It was a dream setup for Canada's ski halfpipe athletes — a massive spine jump with regulation 22-foot walls carved by the terrain's parks pipe groomer that you could hit from either side; a 50-by-50 foot air bag to catch skiers safely as they worked on new tricks, added air time to existing tricks and generally prepared for the upcoming season; and, last but not least, a pair of snowmobiles with tow ropes provided at a discount by Whistler Blackcomb, which also built the spine free of charge. In two hours on just one day, athletes fit in anywhere from 15 to 30 jumps, a greater amount of volume than would have otherwise been possible.

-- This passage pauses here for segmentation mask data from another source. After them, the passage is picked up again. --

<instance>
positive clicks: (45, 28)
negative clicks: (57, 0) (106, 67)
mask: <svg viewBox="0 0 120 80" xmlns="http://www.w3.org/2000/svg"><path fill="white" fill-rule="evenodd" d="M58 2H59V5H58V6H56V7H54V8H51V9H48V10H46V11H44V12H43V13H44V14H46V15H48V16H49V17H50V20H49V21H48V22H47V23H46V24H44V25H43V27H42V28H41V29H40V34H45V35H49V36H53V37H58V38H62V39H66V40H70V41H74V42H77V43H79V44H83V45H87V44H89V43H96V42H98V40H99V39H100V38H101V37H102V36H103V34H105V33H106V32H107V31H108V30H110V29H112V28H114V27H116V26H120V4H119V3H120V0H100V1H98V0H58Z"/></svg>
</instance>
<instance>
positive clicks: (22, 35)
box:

"This is one of the best training venues we've ever had," raved head coach Trennon Paynter at a media day held on Thursday, Jan. 3. "We were getting volume in by hiking, but you can get burnt out after hiking this thing 20 times."
The team has already been to a few events, including the Dew Cup/World Cup opener at Breckenridge where three members of the team found their way to the podium. That's crucial in this Olympic qualifier year, as athletes that manage two podiums at recognized events will get early acceptance into the Games — providing they also get at least one top 12 result next season, a FIS requirement that the ski team is calling the "couch potato clause" because you still need to compete at a high level to be in Sochi in February 2014 when ski halfpipe makes its Olympic debut.

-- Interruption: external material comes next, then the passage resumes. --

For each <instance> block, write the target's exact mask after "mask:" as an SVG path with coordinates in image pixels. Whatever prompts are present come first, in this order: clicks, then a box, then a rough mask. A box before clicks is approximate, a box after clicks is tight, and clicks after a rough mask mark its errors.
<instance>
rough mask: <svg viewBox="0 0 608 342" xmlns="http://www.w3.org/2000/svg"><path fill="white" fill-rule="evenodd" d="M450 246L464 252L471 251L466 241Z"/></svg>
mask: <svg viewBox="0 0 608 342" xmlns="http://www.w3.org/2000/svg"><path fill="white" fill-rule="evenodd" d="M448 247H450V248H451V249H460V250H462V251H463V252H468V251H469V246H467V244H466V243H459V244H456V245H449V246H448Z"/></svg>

Paynter has been to the Olympics himself as a member of the national moguls team, but he's also competed in every freeski discipline out there — halfpipe, slopestyle, big air, ski cross, etc. — before getting into the coaching side of things. He helped to start the national halfpipe program in 2002, almost 10 years before the sport was accepted in the Games and federal funding was available for the athletes.
When the sport did get the thumbs-up, the team was already set with athletes that rank among the best in the world — something that has allowed things to continue more or less the same, but with some added funding and support from Own the Podium and Sport Canada. Athletes no longer have to pay Paynter out of their own pockets to serve as coach.
It was a unique, bottom-up approach to building the team. Rather than auditioning athletes on an annual basis and taking the best, the team took a young group of skiers with potential, some of whom were already stars, and made them great.
If results and the closeness of team members is any indication, it was the right approach — even if athletes were nervous at the beginning.